These data correspond well with our findings here. In addition, we report for the first time that different brewer’s yeast strains render different beer proteomes; i.e. Exg1 and Bgl2 are identified in the KVL011 beers, whereas in the WLP001 beer only Exg1 is identified. These data strongly indicate that changes

in the beer proteome are strain dependent. Identification of released yeast di-sulphide anchored proteins Uth1, Exg1 and Bgl2 in beer indicates the existence of a reducing environment which can be beneficial for the beer quality by reducing and liberating cell wall anchored yeast proteins. Overexpression of β-glucanases, like Exg1 and Blg2, in genetically modified brewer’s yeast strains, have shown positive effects on filtration of beer, due to increased degradation of β-glucans interfering with filtration [37, 38]. Also in wine fermentations, an elevated production of Exg1 has Selleckchem Bortezomib positive effects on the quality of the end product due to an increased production of volatile products [39]. Uth1 could be speculated to function as an antioxidant or chelator of transition metals in beer due to its conserved cysteine residue motive with a putative Fe-binding motive [31]. A controlled release of these cell wall anchored proteins could contribute to improved BMS-354825 in vivo beer quality. It

should be stressed that our study, using immature beer, only reveals a very limited number of yeast proteins in the beer as compared to the reports of e.g. Fasoli et al. (2010) and Konecna et al. (2012). Rebamipide These authors investigate commercial beers that are most likely fully mature and pasteurized [4, 5], although not specifically stated, thereby explaining the higher number of identified yeast proteins due to cell lysis. Conclusion In this study we find that the proteome of immature beer is dependent on the brewer’s yeast strain used. These data suggest a potential of using different yeast strains to gain wanted protein-related traits of beer, such as e.g. filtration ability and oxidative stability. Acknowledgements This project was financed by the Danish Ministry of Food Agriculture

and Fisheries, project no. 3304-FVFP-07. We thank Chris White from White Labs, San Diego, USA, for providing us with yeast strains.
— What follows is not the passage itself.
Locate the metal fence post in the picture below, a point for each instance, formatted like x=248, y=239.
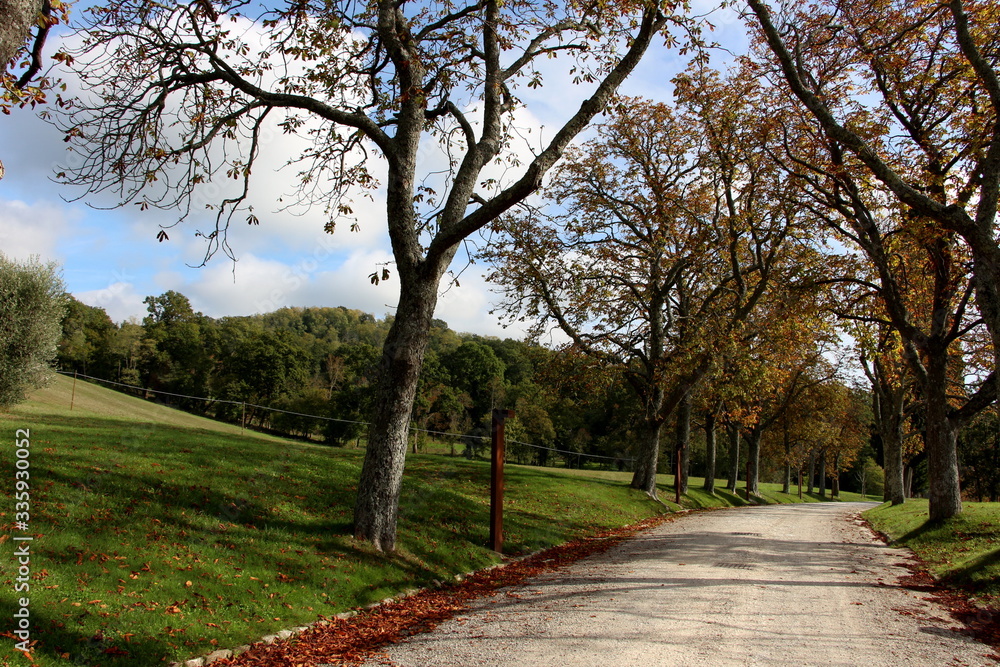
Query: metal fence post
x=498, y=445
We are also grateful for the sublime 2-DE and MS guidance obtained from Anne Blicher, Birgit Andersen and Avishek Majumder, Enzyme and Protein Chemistry, Department of Systems Biology, Technical University of Denmark, DK. Electronic supplementary material Additional file 1: MS/MS Spectra’s for single peptide identification. (DOC 48 KB) References 1. Bamforth CW: Perceptions of beer foam. J I Brewing 2000,106(4):229–238.CrossRef 2. Bamforth CW: The foaming properties of beer. J I Brewing 1985,91(6):370–383.CrossRef 3. Siebert KJ, Carrasco A, Lynn PY: Formation of protein-polyphenol haze in beverages. J Agr Food Chem 1996,44(8):1997–2005.CrossRef 4.